First, everyone tells me this about being a game dev. Everyone. Oh, and how it's not glamorous and some companies (read: most of them) treat you poorly.
But once a week, we get a "what nobody tells you" about game devs article here or on Extra Credits or the Escapist or wherever.

Stop it.

Second, there is nothing interesting about procedurally generated anything any more. Diablo did this. The first one. In 1996. It can be a nice feature, but it's not noteworthy any more. The move from sprites to polygons was noteworthy for early titles like StarFox. But nobody is putting "polygon-based graphics" stickers on their game boxes today.

Comment Re:Who gives a fuck? (Score 1) 215

If someone praises a product that has been hammered by review after review it's likely a paid marketing attempt.

Or it's likely a differing opinion. As someone who enjoys (some) Microsoft products, and occasionally defends that position here on Slashdot, the whole "shill" thing gets tiresome.

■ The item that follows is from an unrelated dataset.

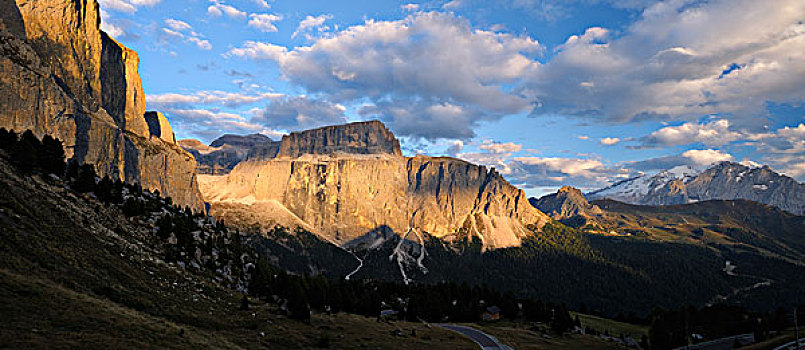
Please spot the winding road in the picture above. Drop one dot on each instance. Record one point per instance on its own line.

If someone praises a product within seconds of a new story being posted they are either the world's fastest typist or they are copy and pasting something.

This is fair. If it's happening. I read Slashdot daily, and either these are getting moderated down to -1 SUPER quick (I read at 0) or it's not happening enough for me to notice. Can you link to examples?

The Microsoft astroturfers are all over slashdot and we all know it, but as you point out not everything pro Microsoft is a paid astroturfer.

No, I don't think we all know it. I see this idea parroted a lot. I don't see examples cited, other than people saying "Hey OneNote is pretty good! You should give it a chance!" followed by ten replies calling the poster an astroturfer.

It gets really old and frankly is embarrassing to watch.